UK Treasury chief Sunak defends wife in tax controversy | Business

LONDON (AP) — Britain’s Treasury chief has defended his wife’s decision to take advantage of rules that allow many foreigners to evade British taxes on their overseas earnings, saying critics have launched a campaign to defamation against her to reach her.

In an interview with the Sun newspaper, Rishi Sunak said he expects scrutiny as a politician, but it is unfair to attack his wife, Akshata Murty, who is a private citizen with her own career and independent investments. Murty, a fashion designer and businesswoman, is also the daughter of the Indian billionaire who founded the information technology company Infosys.

Opposition politicians have demanded more details about Murty’s finances after she confirmed she had ‘non-domiciled’ tax status, which allows people who are not permanent residents to avoid taxes Britons on money earned abroad. The issue is sensitive for Sunak as he has just raised income tax which most UK residents pay amid a cost of living crisis.

“Dirtying my wife to get at me is awful,” Sunak reportedly said. “Every penny she earns in the UK she pays UK tax, of course. And every penny she earns internationally, for example in India, she would pay full taxes on that.

Sunak said Murty was entitled to use this arrangement as she is an Indian citizen and intends to return to her home country at some point to care for her aging parents.

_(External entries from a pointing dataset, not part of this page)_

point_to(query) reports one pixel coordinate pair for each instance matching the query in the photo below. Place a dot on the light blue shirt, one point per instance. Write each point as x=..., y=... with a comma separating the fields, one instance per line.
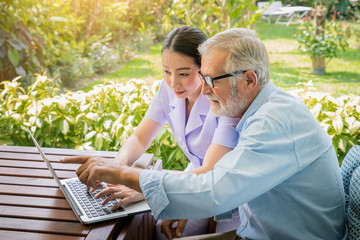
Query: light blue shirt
x=201, y=129
x=283, y=175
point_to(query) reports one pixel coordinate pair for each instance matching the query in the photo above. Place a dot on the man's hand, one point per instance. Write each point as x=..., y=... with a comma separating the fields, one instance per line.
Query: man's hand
x=95, y=169
x=125, y=194
x=169, y=231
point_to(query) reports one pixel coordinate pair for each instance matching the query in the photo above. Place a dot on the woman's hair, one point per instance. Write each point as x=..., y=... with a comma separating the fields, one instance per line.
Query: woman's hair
x=185, y=40
x=246, y=52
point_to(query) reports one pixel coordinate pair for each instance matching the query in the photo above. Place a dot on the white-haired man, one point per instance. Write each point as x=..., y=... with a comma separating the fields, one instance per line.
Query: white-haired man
x=283, y=175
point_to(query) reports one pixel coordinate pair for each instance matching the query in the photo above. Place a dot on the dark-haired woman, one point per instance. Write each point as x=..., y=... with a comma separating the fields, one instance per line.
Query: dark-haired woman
x=203, y=137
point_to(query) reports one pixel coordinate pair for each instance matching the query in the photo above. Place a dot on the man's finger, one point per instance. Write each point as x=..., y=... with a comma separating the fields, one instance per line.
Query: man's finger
x=104, y=192
x=75, y=159
x=180, y=227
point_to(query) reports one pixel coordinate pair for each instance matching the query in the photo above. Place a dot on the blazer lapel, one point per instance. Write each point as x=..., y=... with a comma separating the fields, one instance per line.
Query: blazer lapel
x=198, y=114
x=177, y=115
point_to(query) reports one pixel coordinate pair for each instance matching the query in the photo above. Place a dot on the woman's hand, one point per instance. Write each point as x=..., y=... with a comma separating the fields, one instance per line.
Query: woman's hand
x=125, y=194
x=168, y=229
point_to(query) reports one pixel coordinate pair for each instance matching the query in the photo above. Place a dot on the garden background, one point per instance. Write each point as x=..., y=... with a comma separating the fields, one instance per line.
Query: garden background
x=81, y=73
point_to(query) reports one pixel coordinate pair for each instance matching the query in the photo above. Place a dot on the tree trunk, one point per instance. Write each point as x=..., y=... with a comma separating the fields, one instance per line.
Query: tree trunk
x=95, y=14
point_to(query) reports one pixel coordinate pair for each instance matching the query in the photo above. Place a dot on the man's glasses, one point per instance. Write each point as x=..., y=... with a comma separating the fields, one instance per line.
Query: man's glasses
x=210, y=81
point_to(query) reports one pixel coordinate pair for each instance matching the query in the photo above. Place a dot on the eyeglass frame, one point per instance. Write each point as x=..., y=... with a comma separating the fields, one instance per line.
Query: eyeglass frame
x=210, y=81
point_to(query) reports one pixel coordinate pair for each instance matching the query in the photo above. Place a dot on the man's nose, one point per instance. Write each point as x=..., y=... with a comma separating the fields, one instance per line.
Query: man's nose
x=205, y=90
x=174, y=81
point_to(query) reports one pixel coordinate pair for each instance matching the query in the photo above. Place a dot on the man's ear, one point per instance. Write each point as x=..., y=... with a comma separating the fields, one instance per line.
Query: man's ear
x=251, y=80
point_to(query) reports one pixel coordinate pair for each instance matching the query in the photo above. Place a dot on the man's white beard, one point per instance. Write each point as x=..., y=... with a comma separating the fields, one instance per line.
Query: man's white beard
x=234, y=105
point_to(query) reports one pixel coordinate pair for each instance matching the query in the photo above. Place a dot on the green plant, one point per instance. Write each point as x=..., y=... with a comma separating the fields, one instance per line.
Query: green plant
x=322, y=42
x=340, y=117
x=101, y=119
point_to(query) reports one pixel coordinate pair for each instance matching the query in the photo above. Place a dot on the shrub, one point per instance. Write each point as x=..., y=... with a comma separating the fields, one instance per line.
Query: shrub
x=101, y=119
x=104, y=117
x=340, y=117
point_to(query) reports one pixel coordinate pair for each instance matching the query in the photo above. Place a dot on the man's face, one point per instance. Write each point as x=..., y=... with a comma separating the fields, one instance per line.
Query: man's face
x=225, y=99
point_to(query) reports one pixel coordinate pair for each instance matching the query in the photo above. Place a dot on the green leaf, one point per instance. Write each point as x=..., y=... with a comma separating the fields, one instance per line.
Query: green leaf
x=65, y=127
x=13, y=56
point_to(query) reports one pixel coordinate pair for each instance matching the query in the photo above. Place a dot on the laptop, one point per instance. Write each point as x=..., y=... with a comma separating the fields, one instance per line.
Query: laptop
x=87, y=208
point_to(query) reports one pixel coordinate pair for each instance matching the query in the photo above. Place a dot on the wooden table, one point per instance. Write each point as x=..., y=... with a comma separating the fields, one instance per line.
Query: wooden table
x=33, y=207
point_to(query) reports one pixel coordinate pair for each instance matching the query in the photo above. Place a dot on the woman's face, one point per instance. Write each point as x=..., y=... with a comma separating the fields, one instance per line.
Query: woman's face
x=181, y=74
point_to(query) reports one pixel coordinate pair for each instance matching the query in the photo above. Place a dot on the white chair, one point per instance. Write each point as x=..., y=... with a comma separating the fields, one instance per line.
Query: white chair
x=271, y=10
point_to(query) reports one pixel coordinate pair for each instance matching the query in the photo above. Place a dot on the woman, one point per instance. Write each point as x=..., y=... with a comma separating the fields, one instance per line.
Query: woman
x=203, y=137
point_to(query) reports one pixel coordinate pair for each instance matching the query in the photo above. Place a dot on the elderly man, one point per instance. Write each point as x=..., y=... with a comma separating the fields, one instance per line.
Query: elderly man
x=283, y=175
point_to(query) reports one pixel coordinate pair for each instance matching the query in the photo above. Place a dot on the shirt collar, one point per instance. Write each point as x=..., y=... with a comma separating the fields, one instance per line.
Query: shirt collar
x=259, y=100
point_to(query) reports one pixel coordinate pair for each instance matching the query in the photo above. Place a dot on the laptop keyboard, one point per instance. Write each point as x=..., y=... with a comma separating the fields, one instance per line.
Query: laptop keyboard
x=92, y=206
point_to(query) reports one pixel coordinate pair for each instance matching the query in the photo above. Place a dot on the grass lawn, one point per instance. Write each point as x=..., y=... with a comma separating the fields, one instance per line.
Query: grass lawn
x=288, y=65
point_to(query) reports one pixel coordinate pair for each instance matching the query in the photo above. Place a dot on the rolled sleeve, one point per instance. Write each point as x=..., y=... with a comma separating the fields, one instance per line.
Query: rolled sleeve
x=226, y=133
x=151, y=184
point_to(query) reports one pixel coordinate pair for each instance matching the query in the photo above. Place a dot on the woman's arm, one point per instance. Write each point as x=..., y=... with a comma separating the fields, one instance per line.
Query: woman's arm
x=214, y=153
x=138, y=142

But the opposition Labor Party dismissed Sunak’s explanation, given that Murty has lived in Britain for many years and is married to one of the country’s most powerful men. Sunak and his wife also live in an official government residence that comes with his job as Chancellor of the Exchequer.

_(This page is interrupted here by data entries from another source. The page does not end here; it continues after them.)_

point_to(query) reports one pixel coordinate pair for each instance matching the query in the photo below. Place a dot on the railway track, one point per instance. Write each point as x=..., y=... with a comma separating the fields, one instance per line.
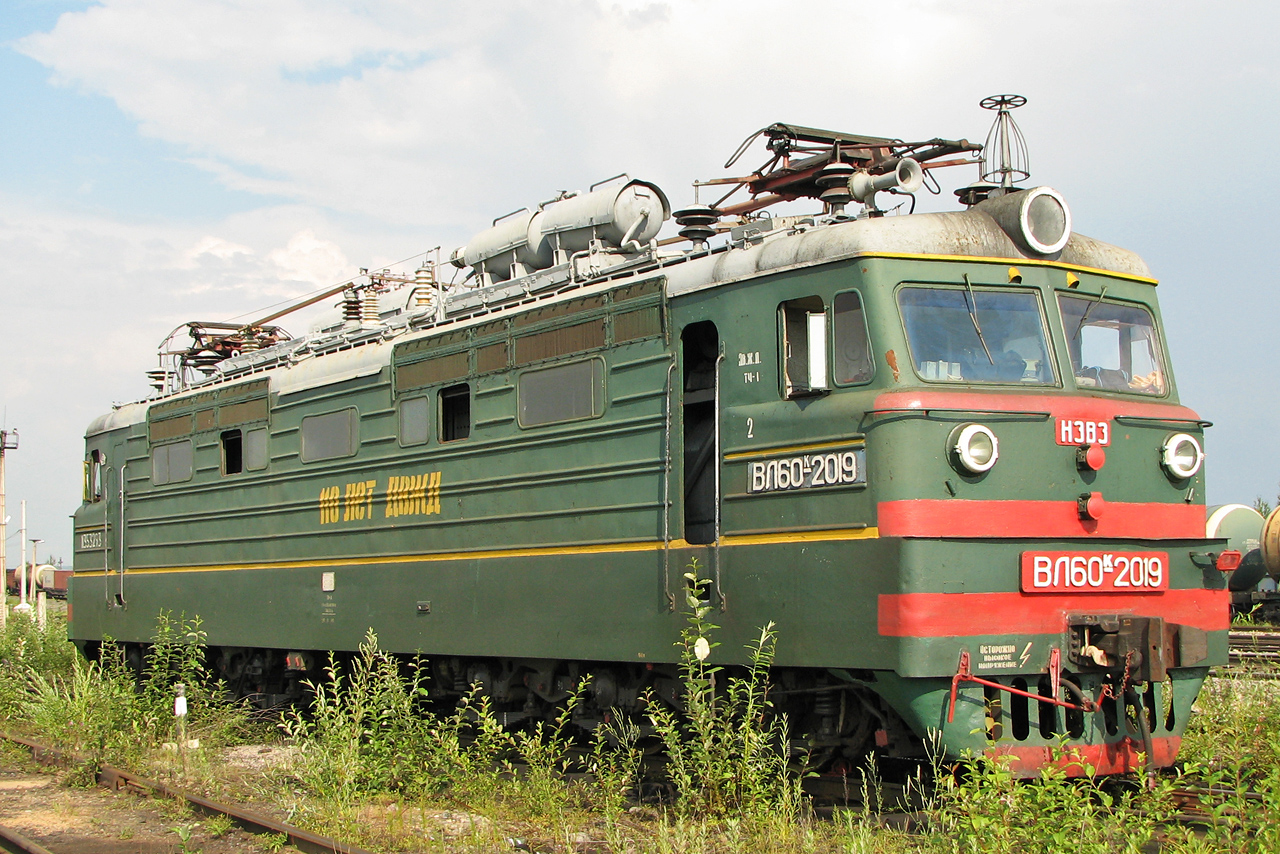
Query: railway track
x=16, y=843
x=120, y=780
x=1258, y=649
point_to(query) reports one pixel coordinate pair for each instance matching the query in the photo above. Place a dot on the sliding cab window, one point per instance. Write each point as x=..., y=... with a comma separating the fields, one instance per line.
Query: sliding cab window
x=561, y=393
x=330, y=435
x=455, y=405
x=803, y=328
x=94, y=476
x=851, y=346
x=1114, y=346
x=172, y=462
x=970, y=334
x=415, y=420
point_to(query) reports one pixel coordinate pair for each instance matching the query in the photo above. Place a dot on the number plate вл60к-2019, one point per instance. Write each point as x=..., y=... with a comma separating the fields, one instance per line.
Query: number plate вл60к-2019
x=1095, y=571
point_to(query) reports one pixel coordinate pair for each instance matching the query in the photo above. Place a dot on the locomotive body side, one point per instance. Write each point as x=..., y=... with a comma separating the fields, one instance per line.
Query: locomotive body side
x=517, y=496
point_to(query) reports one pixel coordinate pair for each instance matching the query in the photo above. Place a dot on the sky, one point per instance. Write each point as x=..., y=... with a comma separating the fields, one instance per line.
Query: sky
x=168, y=160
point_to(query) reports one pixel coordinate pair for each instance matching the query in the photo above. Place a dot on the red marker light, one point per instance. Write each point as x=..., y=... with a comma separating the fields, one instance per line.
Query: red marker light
x=1229, y=560
x=1091, y=505
x=1091, y=457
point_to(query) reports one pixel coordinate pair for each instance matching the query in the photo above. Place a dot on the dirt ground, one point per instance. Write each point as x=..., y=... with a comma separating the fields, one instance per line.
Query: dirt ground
x=74, y=820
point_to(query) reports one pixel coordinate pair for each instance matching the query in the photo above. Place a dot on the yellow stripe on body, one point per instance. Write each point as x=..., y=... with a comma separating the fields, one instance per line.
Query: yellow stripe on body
x=549, y=551
x=794, y=448
x=983, y=259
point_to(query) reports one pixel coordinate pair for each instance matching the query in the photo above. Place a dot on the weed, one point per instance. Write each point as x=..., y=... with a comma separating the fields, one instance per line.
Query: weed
x=186, y=836
x=219, y=825
x=728, y=754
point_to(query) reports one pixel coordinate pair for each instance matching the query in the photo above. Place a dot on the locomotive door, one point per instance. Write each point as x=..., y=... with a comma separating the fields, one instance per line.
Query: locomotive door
x=700, y=420
x=113, y=534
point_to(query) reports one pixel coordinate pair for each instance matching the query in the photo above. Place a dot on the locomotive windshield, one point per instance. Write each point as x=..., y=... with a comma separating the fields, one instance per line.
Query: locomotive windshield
x=1112, y=346
x=977, y=336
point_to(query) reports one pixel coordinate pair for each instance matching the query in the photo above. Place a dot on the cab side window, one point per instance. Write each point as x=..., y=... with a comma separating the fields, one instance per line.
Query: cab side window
x=853, y=359
x=94, y=476
x=415, y=420
x=803, y=332
x=455, y=412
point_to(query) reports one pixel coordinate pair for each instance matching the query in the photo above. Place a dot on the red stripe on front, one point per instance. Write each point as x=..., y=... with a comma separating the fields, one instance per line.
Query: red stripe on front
x=1116, y=757
x=1057, y=405
x=1037, y=519
x=956, y=615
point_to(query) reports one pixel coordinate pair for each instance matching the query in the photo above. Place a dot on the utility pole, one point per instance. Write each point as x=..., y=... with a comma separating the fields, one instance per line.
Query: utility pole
x=22, y=570
x=8, y=442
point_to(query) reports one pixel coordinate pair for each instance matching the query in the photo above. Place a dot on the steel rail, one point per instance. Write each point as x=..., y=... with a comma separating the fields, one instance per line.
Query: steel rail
x=119, y=780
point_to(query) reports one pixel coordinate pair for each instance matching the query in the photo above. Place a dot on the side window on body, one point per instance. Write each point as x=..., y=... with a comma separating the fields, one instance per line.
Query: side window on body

“At the end of the day, we have someone who has lived here for eight years, raises her children here, lives… in taxpayer-provided accommodation and aspires to be the wife of the next Prime Minister, and yet she says she is not a permanent resident of this country,” Emily Thornberry, Labor legal spokeswoman, told the BBC.

“What is relevant is that she is part of the 0.1% of the population who have positively chosen to say that although they live here, they do not live here permanently, and take advantage of this decision to not pay so much tax,” she said.

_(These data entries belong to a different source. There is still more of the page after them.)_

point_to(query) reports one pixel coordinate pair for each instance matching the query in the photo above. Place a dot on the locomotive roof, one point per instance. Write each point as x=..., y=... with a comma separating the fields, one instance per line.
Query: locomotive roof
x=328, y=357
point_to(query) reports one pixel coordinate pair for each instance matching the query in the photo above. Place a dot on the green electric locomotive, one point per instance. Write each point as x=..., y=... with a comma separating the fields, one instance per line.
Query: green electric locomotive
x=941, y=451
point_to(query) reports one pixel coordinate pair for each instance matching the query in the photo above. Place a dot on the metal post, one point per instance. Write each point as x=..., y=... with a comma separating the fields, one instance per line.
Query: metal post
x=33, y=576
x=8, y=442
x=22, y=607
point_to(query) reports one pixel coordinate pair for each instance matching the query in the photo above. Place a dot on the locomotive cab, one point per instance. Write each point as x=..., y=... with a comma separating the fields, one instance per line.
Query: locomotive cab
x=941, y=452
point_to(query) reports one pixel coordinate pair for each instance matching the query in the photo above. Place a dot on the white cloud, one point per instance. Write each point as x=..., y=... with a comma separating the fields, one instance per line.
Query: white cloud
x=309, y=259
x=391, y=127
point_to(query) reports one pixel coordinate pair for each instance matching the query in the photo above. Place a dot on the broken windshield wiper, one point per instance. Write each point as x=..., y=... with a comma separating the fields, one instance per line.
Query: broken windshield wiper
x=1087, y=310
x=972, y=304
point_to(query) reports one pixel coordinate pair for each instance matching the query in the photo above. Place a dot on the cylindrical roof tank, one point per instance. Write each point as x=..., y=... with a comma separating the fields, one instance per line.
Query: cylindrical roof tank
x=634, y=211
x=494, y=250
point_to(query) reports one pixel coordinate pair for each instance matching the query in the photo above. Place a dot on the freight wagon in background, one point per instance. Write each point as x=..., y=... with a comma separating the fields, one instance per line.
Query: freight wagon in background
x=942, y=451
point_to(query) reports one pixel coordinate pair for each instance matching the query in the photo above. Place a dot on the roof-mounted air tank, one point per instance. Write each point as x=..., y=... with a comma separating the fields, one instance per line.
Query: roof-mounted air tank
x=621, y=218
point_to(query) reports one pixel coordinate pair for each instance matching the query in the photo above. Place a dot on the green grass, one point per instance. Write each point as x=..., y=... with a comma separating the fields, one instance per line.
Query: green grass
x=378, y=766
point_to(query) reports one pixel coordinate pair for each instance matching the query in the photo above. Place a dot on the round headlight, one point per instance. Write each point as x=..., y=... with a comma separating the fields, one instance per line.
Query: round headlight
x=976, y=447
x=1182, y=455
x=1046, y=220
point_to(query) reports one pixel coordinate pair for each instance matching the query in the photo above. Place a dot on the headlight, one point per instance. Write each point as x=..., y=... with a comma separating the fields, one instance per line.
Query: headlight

Claiming non-domicile status is completely legal under UK tax rules that have been in place for over 200 years.

Under these rules, people who claim not to be permanent residents of the UK can choose not to pay UK tax on overseas income. They are still liable to pay UK tax on any income earned in Britain and any foreign income they bring into the country.

So-called non-doms must pay an annual fee of £30,000 to continue to receive these tax benefits once they have lived in Britain for seven of the previous nine years. The fee is £60,000 once they are resident for 12 of the previous 14 tax years. Tax benefits are not available after 15 years.

Murty owns a 0.91% stake in Bengalaru, India-based Infosys, according to the company’s latest annual report. This stake would have generated dividends equal to more than 10.6 million pounds ($13.8 million) in the 2020-21 financial year.

Murty is also a director of private equity firm Catamaran Ventures UK, according to UK government records.

Sunak said he recognizes the non-domicile status has a bad reputation because some wealthy Britons have tried to use it to avoid paying tax, but his wife does not.

“She has her own investments and pays the taxes she owes in the UK,” he told The Sun. “She does 100% everything this country asks of her.”